When in 1924 Lorente applied for a grant from the Junta para Ampliación de Estudios e Investigaciones Científicas (Council for the Extension of Studies and Scientific Research) to continue his research on the vestibular system in Uppsala, he reported in the text of his application a series of findings he had previously made in Cajal's lab and that he had discussed with Bárány during the vestibular course he taught in Zaragoza in December 1923. According to Lorente himself these included: (i) the discovery of five independent axonal systems contained within the vestibular nerve that arrive independently at the vestibular nucleus. Lorente proposed that each of these axon systems corresponds to each of the sensory organs of the posterior labyrinth. (ii) the description of direct connections between the cerebellum and the nuclei of the floor of the fourth ventricle, including fibres from Purkinje cells to the lateral vestibular nucleus (Deiters nucleus), which were known, but had not been so precisely described. Lorente explained to Bárány that he had been able to demonstrate that each cerebellar region is connected to different areas of the vestibular nuclei, attributing new functions to the cerebellum; (iii) identification of connections between the cervical ganglia and the vestibular system, thus being able to explain the anatomical substrate of the cervico-ocular reflexes; (iv) describing connections between the restiform body and the vestibular nucleus, hitherto unknown; (v) identifying connections between the secondary vestibular pathways and the reticular substance of the medulla and midbrain, the origin of a large part of the vestibular reflexes [18].
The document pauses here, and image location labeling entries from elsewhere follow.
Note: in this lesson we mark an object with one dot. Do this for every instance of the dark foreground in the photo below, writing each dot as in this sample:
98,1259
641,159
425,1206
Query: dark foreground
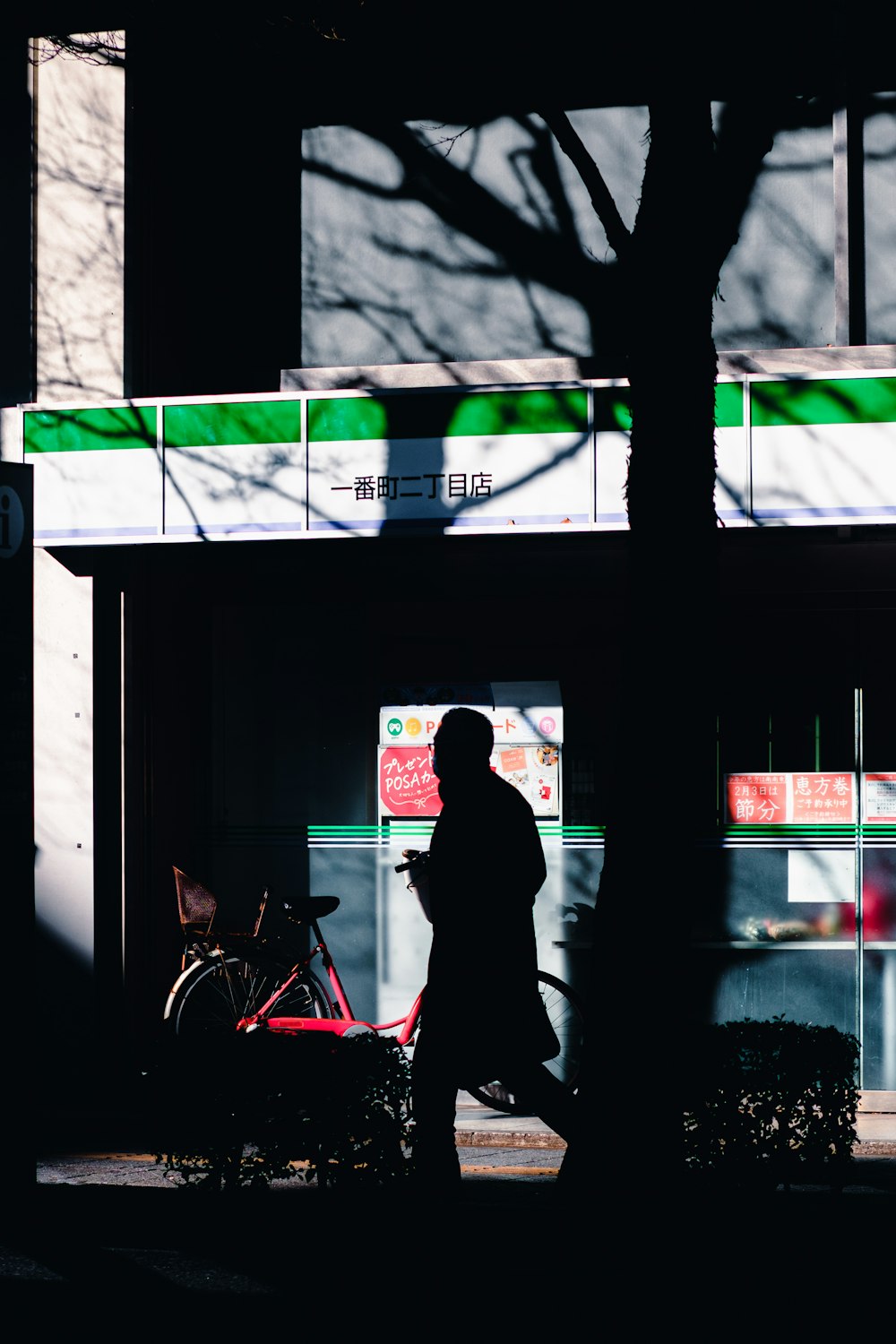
512,1252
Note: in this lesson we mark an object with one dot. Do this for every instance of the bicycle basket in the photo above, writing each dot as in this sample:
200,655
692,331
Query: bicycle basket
195,903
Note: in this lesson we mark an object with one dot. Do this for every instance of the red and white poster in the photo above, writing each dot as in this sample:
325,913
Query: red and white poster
823,798
880,798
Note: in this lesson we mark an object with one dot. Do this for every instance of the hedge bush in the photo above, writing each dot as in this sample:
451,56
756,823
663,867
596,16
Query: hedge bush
770,1101
268,1107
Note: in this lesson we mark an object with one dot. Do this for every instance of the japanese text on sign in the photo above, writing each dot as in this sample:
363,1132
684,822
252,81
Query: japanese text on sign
419,487
802,798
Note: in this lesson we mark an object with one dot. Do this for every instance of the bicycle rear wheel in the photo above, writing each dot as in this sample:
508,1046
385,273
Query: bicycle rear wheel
211,999
567,1018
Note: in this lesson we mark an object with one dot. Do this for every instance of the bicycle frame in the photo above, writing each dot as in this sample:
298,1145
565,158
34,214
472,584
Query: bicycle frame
338,1026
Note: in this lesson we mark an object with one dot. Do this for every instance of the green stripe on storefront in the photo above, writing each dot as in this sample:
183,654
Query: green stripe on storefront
729,405
108,427
446,416
613,408
823,401
218,424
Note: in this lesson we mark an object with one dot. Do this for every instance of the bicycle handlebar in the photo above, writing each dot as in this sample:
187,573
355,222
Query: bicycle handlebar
419,862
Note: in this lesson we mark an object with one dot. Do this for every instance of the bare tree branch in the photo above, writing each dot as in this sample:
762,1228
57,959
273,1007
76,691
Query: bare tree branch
605,207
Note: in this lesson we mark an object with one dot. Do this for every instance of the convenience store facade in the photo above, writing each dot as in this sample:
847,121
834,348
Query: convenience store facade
397,551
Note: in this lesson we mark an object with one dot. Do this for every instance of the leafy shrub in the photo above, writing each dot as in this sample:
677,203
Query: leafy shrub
770,1099
274,1107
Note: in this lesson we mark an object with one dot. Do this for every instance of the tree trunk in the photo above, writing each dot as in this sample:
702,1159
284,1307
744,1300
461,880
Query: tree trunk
662,768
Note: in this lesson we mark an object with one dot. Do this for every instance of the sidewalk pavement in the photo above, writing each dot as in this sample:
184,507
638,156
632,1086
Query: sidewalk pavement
99,1234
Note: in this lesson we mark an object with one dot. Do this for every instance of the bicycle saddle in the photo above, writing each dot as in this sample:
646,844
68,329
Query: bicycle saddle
309,908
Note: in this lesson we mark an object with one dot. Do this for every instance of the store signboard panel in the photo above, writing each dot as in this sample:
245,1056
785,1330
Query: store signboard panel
732,456
97,473
527,754
804,798
611,444
234,468
880,798
823,451
809,451
474,460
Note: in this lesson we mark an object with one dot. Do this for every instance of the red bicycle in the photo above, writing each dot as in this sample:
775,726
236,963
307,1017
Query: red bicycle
265,978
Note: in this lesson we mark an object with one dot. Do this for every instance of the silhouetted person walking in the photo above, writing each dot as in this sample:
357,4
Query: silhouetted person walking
484,871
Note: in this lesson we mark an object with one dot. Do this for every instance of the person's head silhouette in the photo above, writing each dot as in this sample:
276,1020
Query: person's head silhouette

Lorente also performed dissections with Bárány in Zaragoza where, by inducing lesions within the medulla oblongata, they were able to eradicate the fast phase of a vestibular nystagmus, with preservation of its slow phase [50]. Such lesions induced tonic labyrinthine reactions in the limbs despite these no longer being apparent in the eye. Recognising the talent of this young student, Bárány invited Lorente to carry out a research stay in Uppsala. Thus, Lorente was able to continue his research on the vestibular system in Uppsala from April 1924 (Fig. 2).

Fig. 2

Letter of acceptance of Lorente’s stay in Uppsala, signed in Madrid by Prof. Dr. R. Bárány. (Archivo de la Junta para Ampliación de Estudios e Investigaciones Científicas, Residencia de Estudiantes, Madrid, Spain).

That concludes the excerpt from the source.